I don't get the outrage. I've always assumed that pretty much everything I publish in the interweb is public and always will be-- I've found posts I made in the late '70's back when it was Arpanet and the recipe site at Stanford was the coolest new thing. Accordingly I only post things I don't mind having publicly known. FB's TOS pretty much says they will use your information for a very wide variety of things, making it very widely available. How can people be surprised? Much less outraged? FB is no different than any other interweb service, they traffic in information. Though the current management of SMC is benevolent I do not assume it will always be so-- once they sell out for a trillion dollars all the details of my woodworking habits will be widely available. I make sure I don't care, by not publishing anything here that I don't feel comfortable publishing to the world.

If you want to be reasonably secure use TOR and a VPN for browsing and public key encryption for your email, but if NSA or the Russians want to read it I bet they can. Best is to keep private things private.

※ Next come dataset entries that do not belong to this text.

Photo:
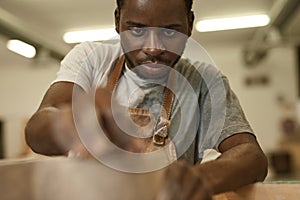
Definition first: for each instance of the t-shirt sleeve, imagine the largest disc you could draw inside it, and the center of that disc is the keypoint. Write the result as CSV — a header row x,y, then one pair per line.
x,y
221,113
77,66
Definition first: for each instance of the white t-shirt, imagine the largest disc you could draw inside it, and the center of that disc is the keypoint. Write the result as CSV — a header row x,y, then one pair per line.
x,y
205,111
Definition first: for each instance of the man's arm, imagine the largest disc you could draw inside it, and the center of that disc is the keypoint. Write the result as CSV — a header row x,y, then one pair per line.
x,y
50,130
242,162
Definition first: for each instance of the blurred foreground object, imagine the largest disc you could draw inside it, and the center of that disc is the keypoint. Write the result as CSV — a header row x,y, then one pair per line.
x,y
61,178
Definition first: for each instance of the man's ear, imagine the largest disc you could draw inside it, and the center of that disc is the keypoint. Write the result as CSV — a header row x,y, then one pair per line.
x,y
191,18
117,20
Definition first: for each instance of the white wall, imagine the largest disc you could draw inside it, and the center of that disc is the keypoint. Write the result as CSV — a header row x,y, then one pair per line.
x,y
260,102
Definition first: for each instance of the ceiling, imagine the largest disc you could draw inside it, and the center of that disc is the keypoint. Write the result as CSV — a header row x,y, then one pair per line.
x,y
44,22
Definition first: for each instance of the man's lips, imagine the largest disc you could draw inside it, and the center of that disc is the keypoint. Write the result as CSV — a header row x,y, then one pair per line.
x,y
152,67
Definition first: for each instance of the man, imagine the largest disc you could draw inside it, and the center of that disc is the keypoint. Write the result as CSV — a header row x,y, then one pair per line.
x,y
139,22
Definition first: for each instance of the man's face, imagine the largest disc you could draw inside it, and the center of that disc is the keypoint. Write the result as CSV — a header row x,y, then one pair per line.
x,y
153,34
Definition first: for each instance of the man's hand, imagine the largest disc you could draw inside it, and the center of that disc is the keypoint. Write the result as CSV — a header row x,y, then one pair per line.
x,y
184,182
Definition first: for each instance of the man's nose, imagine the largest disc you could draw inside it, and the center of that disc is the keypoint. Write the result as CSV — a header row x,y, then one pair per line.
x,y
153,44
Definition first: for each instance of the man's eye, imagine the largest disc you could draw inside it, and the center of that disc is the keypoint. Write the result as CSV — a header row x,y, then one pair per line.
x,y
169,33
138,31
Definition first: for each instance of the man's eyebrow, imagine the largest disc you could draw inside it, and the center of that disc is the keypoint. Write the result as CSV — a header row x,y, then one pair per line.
x,y
136,24
131,23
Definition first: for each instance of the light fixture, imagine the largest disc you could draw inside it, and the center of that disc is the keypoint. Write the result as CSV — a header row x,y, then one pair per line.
x,y
90,35
21,48
232,23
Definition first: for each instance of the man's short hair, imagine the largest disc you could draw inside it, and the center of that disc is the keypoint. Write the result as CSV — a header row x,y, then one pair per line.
x,y
188,4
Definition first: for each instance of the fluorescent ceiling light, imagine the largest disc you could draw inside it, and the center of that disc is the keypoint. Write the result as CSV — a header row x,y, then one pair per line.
x,y
90,35
232,23
21,48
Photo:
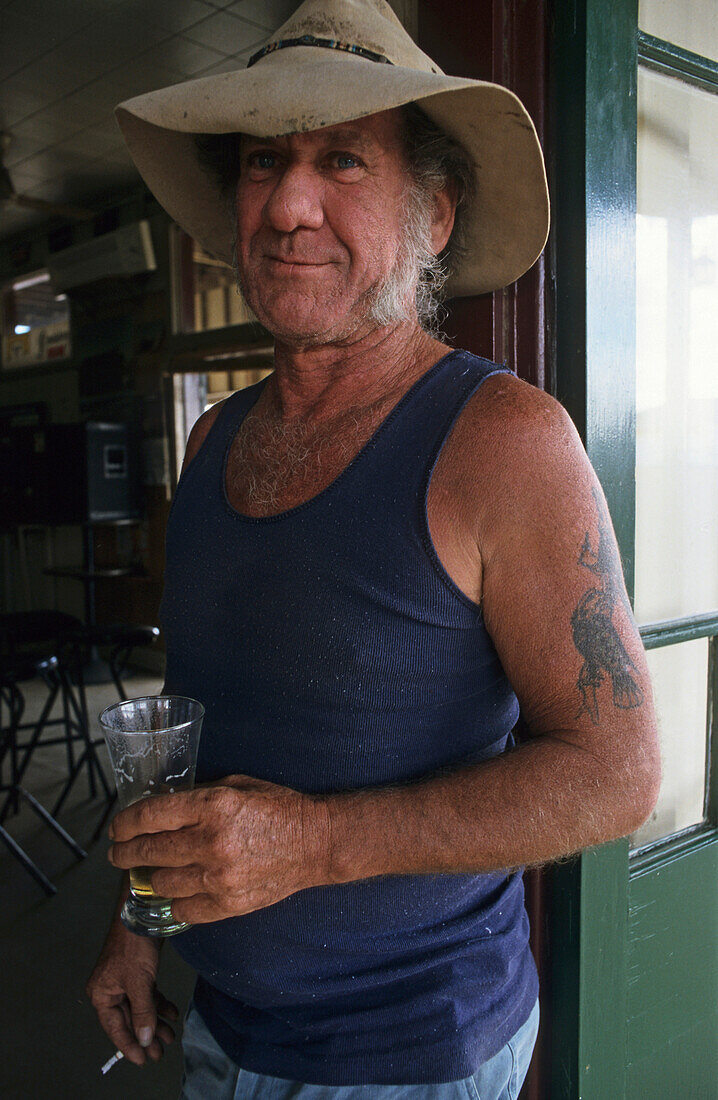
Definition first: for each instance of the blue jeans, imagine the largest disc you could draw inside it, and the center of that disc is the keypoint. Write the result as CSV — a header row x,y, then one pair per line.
x,y
210,1075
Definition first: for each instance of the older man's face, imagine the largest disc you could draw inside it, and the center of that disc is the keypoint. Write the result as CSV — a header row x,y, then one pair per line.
x,y
319,223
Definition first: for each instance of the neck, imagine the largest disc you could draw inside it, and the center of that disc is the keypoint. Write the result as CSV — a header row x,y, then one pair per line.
x,y
318,383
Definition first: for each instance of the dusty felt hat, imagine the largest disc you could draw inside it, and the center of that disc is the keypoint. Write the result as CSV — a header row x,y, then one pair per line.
x,y
331,62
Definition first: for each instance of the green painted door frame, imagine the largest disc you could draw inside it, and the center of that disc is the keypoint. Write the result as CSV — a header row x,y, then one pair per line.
x,y
610,916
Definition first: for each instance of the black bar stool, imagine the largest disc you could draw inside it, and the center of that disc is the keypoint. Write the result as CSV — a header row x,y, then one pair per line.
x,y
13,703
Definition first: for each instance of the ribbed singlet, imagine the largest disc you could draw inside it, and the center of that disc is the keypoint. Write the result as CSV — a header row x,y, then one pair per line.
x,y
332,651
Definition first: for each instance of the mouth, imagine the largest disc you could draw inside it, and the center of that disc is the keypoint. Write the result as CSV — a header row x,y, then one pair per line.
x,y
288,262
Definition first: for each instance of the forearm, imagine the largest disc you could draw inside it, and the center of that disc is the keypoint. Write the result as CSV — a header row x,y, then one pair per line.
x,y
542,801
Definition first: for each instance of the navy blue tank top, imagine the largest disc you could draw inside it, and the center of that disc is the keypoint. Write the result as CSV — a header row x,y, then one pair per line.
x,y
332,651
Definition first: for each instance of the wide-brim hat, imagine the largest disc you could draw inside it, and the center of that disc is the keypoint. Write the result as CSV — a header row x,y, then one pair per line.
x,y
331,62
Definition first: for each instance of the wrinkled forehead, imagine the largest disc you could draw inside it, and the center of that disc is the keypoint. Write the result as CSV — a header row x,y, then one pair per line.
x,y
382,132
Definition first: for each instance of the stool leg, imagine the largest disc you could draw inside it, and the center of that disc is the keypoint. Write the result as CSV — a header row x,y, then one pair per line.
x,y
19,770
28,864
57,828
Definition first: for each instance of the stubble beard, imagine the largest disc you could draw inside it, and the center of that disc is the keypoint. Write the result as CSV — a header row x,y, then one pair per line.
x,y
406,294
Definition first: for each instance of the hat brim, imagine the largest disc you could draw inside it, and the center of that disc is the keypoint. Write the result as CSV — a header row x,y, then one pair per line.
x,y
508,220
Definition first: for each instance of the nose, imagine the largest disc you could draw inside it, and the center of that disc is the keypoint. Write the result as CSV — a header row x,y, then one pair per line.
x,y
296,200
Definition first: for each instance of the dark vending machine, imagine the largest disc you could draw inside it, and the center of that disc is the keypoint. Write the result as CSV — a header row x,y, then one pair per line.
x,y
68,473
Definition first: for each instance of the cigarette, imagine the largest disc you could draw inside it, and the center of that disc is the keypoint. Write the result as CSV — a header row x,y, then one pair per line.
x,y
108,1065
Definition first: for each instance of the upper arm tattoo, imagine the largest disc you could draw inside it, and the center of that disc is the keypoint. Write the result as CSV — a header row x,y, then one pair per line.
x,y
594,634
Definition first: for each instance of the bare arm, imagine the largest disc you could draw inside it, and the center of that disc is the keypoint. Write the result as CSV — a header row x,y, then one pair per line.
x,y
556,608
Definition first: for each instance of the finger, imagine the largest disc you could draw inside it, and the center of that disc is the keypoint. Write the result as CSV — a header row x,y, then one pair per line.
x,y
158,814
201,909
178,882
143,1013
177,848
165,1033
114,1025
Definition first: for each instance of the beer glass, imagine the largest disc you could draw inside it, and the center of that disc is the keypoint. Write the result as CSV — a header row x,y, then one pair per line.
x,y
153,746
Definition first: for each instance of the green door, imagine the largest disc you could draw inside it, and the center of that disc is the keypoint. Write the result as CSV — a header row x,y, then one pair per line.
x,y
633,924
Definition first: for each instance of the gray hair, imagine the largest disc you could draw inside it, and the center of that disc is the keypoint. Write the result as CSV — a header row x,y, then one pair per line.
x,y
435,161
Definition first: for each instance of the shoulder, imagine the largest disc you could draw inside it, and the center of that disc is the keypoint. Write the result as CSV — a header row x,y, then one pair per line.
x,y
523,461
199,432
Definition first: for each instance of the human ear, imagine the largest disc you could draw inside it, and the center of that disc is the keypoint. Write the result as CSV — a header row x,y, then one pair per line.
x,y
443,217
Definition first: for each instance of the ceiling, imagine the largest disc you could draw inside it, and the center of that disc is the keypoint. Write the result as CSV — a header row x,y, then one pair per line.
x,y
64,66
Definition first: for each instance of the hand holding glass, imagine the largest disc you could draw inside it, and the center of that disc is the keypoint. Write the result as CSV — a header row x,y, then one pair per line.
x,y
153,746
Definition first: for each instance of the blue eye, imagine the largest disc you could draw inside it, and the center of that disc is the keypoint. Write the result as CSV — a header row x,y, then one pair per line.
x,y
263,160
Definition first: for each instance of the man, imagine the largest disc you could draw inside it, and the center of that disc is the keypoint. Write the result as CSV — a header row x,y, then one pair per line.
x,y
373,559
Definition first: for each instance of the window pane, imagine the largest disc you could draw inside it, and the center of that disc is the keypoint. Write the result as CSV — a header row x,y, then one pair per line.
x,y
676,482
689,23
680,675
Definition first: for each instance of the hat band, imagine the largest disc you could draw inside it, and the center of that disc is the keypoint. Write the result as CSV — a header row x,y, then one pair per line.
x,y
309,40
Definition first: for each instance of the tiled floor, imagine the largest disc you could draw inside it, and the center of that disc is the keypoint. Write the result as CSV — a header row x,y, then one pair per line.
x,y
51,1044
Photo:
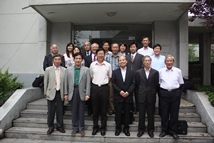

I use and enjoy FB, I've become well acquainted with folks from around the world I might not otherwise have met. I have interactions on my various hobby interests that far surpass what was available to me previously. There are great FB groups on player pianos and old phonographs, for example, where the signal/noise ratio is very high compared even to the hobbiest print publications. I've reconnected with old friends and have active rekindled relationships on and off the computer. The price seems to be that ads can be targeted to me. Ad Block Pro eliminates about 95% of those so it doesn't seem such a big deal.